Basically same as degree in undirected graph. Only difference is that there are in-degree (distribution) and out-degree (distribution).

import networkx as nx
import matplotlib.pyplot as plt
import seaborn as sns
sns.set()
%matplotlib inline

G=nx.Graph()
G.add_edges_from([('A','B'), ('A','G'), ('A','H'), ('B','C'), ('C','D'), ('C','E'), ('D','F'), ('F','G'), ('G','H'), ('G','I')])

degrees = dict(G.degree()) # for directed graphs, G.in-degree() or G.out-degree()
degree_values = sorted(set(degrees.values()))
histogram = [list(degrees.values()).count(i)/float(nx.number_of_nodes(G)) for i in degree_values]

plt.figure()
plt.bar(degree_values,histogram)
plt.title('Degree Distribution of Graph G')
plt.xlabel('Degree')
plt.ylabel('Fraction of Nodes')
plt.show()

png

Degree Distributions in Real Networks

degree distributions in real networks A – Actors: network of 225,000 actors connected when they appear in a movie together.
B – The Web: network of 325,000 documents on the WWW connected by URLs.
C – US Power Grid: network of 4,941 generators connected by transmission lines.

Degree distributions in real world tend to look like a straight line when on a log-log scale(both x and y axis are on log scale) as shown above. They tend to follow ‘Power Law’.
Power law: $P(k)=Ck^{-\alpha}$, where $\alpha$ and $C$ are constants.

Networks with power law distribution have many nodes with small degree and a few nodes with very large degree.

Preferential Attachment Model

Preferential Attachment Model explains how networks that follow power law were created.

How does this model creates networks?

  • Start with two nodes connected by an edge.
  • At each time step, add a new node with an edge connecting it to an existing node.
  • Choose the node to connect to at random with probability proportional to each node’s degree.
  • The probability of connecting to a node $u$ of degree $k_u$ is $\frac{k_u}{\sum_j k_j}$.

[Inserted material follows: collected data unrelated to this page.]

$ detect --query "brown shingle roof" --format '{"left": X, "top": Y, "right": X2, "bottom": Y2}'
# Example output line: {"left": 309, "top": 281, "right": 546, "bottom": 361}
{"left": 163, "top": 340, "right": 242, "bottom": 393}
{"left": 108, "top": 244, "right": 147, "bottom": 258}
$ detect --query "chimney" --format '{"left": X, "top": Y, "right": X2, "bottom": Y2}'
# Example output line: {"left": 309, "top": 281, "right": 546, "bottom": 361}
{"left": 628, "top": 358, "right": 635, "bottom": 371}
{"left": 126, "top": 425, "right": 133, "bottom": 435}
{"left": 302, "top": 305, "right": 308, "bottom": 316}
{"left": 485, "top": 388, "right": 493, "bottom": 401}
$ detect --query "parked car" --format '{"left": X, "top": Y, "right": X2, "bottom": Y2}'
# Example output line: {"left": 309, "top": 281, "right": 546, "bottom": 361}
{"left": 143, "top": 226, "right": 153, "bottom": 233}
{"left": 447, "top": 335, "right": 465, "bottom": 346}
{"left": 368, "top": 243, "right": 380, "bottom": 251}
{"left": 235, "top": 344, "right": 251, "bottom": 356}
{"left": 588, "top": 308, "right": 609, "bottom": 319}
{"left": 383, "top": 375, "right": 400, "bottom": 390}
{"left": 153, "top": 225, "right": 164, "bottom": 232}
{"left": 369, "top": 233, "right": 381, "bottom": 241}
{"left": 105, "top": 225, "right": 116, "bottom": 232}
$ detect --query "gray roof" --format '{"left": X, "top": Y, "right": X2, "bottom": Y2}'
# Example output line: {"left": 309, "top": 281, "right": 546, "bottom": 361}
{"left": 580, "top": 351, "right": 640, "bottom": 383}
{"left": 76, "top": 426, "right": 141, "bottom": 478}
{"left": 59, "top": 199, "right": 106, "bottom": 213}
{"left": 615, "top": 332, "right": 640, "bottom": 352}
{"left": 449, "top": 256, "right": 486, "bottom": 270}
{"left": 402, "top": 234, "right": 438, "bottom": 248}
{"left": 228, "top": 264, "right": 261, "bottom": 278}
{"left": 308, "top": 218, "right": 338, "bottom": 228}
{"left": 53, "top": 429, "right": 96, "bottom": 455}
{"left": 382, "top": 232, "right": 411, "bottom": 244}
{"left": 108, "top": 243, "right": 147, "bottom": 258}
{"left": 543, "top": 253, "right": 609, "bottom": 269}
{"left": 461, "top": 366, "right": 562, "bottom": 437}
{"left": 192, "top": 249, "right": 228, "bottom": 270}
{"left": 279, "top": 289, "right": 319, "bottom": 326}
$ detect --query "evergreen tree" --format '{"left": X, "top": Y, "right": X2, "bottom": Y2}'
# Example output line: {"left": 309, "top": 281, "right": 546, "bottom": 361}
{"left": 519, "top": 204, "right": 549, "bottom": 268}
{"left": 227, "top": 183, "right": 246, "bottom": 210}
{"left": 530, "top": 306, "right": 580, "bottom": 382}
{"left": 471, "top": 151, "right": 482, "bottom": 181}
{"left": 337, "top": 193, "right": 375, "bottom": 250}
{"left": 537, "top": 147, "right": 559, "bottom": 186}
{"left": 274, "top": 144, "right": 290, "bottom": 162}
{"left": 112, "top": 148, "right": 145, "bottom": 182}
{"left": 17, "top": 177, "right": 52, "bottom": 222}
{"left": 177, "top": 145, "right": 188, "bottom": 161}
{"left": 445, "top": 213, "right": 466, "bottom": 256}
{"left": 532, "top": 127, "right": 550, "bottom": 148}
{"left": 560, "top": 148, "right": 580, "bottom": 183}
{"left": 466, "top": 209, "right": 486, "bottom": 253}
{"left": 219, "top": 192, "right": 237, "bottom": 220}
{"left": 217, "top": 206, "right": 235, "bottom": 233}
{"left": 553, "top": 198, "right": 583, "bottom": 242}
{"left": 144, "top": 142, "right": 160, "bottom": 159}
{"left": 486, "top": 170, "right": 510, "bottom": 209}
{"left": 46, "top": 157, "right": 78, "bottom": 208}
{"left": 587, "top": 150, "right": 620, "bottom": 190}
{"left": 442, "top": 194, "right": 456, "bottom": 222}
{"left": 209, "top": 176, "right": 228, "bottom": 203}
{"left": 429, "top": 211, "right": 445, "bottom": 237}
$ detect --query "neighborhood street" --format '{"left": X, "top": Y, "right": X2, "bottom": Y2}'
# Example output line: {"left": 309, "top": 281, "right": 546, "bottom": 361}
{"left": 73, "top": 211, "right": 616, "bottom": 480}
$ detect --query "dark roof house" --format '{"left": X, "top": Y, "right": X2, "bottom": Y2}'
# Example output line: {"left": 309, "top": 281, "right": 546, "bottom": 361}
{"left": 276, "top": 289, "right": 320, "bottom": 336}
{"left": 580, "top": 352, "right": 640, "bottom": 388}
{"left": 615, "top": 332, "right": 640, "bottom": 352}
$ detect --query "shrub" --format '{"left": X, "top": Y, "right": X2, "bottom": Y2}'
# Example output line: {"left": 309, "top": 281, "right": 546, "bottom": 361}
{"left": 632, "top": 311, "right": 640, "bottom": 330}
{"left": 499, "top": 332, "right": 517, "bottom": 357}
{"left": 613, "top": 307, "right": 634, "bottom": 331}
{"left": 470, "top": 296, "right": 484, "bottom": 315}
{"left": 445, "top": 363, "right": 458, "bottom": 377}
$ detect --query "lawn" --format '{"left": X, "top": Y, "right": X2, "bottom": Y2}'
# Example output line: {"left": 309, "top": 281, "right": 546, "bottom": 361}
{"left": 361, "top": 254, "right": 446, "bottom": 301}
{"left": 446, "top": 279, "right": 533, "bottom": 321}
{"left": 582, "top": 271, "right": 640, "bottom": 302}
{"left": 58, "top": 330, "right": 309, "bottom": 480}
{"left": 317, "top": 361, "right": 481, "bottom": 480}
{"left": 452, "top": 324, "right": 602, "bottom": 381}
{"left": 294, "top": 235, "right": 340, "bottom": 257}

As the number of nodes increases, the degree distribution of the network under the preferential attachment model approaches the power law $P(k)=Ck^{-3}$.

Application in Networkx

Specifically we can use nx.barabasi_albert_graph in networkx to produce such graphs.
barabasi_albert_graph(n, m) returns a network with n nodes. Each new node attaches to m existing nodes according to the Preferential Attachment model.

G = nx.barabasi_albert_graph(1000000,10)

degrees = dict(G.degree())
degree_values = sorted(set(degrees.values()))
histogram = [list(degrees.values()).count(i)/float(nx.number_of_nodes(G)) for i in degree_values]

plt.figure()
plt.plot(degree_values,histogram, 'o')
plt.title('Degree Distribution of Barbasi Albert Graph')
plt.xlabel('Degree')
plt.ylabel('Fraction of Nodes')
plt.xscale('log')
plt.yscale('log')
plt.show()

png

Small World Networks

‘Small World’ networks has two properties.

  1. Average length of shortest paths between possible pairs of nodes in a network is small.
  2. Clustering coefficient is small. (Local clustering coefficient of a node is fraction of pairs of the node’s friends that are friends with each other.)

Proofs of Small World

1. Milgram Small World Experiment (1960)

296 randomly chosen “starters” were asked to forward a letter to a “target” person. Target was a stockbroker in Boston. Instructions for starter:

  • Send letter to target if you know him on a first name basis.
  • If you do not know target, send letter (and instructions) to someone you know on a first name basis who is more likely to know the target. Some information about the target, such as city, and occupation, was provided.

Result: Median chain length was 6.

2. Microsoft Instant Messenger (2008)

Nodes: 240 million active users on Microsoft Instant Messenger.
Edges: Users engaged in two-way communication over a one-month period.

Result: Estimated median path length of 7.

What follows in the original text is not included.